Noah Lyles talked the talk and backed it up.
The 26-year-old, already the two-time defending World Athletics champion in the 200 meters, said earlier this year that his goal for this year’s worlds was to become the first man since Usain Bolt in 2015 to claim the 100m-200m double at Worlds.
On Sunday in Budapest, he got the first — and less likely — gold medal he needs to make that goal reality, winning the 100 meters in a lifetime best and world leading 9.83 seconds.
Botswana’s Letsile Tebogo was the silver medalist in 9.88 seconds and Great Britain’s Zharnel Hughes won bronze in 9.88 seconds (he was one one-thousandth behind Tebogo). For as successful as athletes from African nations have been in long-distance events, Tebogo is the first man from an African country to medal in the 100m.
When Lyles began declaring that he wanted to win 100m gold, it seemed a little far-fetched: while he is sensational in the 200m, posting the third-fastest in the event ever and having only lost twice in the event in his professional career, he hadn’t previously made a U.S. team in the 100m for a global championship.

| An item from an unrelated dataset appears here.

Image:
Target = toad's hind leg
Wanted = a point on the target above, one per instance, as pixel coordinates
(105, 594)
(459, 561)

That all changed this year.
Lyles finished third in the 100m at the U.S. championships in July, which got him the spot he needed. He has spent a great deal of training time working on his start, which has been the weakest part of his racing. Getting a great start out of the blocks is critical for the 100m.

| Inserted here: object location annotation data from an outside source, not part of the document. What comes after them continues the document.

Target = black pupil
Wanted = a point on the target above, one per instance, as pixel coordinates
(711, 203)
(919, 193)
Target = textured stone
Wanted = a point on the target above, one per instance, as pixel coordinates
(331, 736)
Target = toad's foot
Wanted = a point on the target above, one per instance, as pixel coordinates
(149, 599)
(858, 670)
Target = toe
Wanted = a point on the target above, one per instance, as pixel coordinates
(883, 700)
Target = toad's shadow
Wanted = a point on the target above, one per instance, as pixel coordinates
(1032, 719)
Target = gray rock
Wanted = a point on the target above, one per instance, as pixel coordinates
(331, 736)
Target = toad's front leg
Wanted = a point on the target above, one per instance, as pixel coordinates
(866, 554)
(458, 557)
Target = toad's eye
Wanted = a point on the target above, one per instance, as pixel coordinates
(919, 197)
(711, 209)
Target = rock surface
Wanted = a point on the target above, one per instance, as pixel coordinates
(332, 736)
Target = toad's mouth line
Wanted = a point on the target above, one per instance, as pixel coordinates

He got faster and faster through the three rounds in Budapest, with 9.95 seconds in his opening heat and then 9.87 seconds in his semifinal race.
With his gold medal hanging around his neck and an American flag draped over his shoulders, Lyles told NBC Sports’ Lewis Johnson that his coach, Lance Brauman, told him after the semis that he didn’t have to change a thing for the finals.

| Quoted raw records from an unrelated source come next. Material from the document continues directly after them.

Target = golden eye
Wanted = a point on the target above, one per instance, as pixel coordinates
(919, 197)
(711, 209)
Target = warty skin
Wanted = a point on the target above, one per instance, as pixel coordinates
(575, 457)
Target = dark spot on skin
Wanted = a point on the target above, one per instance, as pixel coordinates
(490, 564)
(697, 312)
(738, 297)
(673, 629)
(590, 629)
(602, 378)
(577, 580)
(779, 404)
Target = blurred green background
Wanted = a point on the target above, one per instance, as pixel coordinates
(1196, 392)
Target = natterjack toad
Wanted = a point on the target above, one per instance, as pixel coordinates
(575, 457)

When the gun went off, fellow American and 2019 world titlist Christian Coleman had his typical stellar start and he and Tebogo were leading midway through the race. But Lyles’ 200m strength and composure were assets as usual and he overtook both over the closing 25-30 meters.
Coleman faded to fifth, finishing in 9.92 seconds.
An American man has now won the 100m for four straight Worlds, with Lyles following Justin Gatlin in 2017, Coleman in 2019, and Fred Kerley in 2022.
Lyles is favored to win the 200m, with opening rounds in that event coming on Wednesday.
Also during Sunday’s evening session, American Tara Davis-Woodhall got her first world medal, finishing second in the long jump (6.91 meters; 22 feet, 8 inches) to veteran Ivana Vuelta of Serbia, who won gold with a world leading 7.14 meters (23-5). With living legend Jackie Joyner-Kersee cheering her on, Anna Hall was silver medalist in the heptathlon with 6720 points; Katerina Johnson-Thompson of Great Britain was gold medalist with 6740 points.
Hall went into the 800m, the final event of the heptathlon, in third place overall but is a very strong 800 runner, stronger than Johnson-Thompson and the Netherlands’ Anouk Vetter, who was in second place. Hall needed to beat Johnson-Thompson by at least three seconds to get enough points to overtake her for gold, and while she did post 2:04.09, she pushed Johnson-Thompson to run a lifetime best of 2:05.63 so she could claim her second world championship (2019).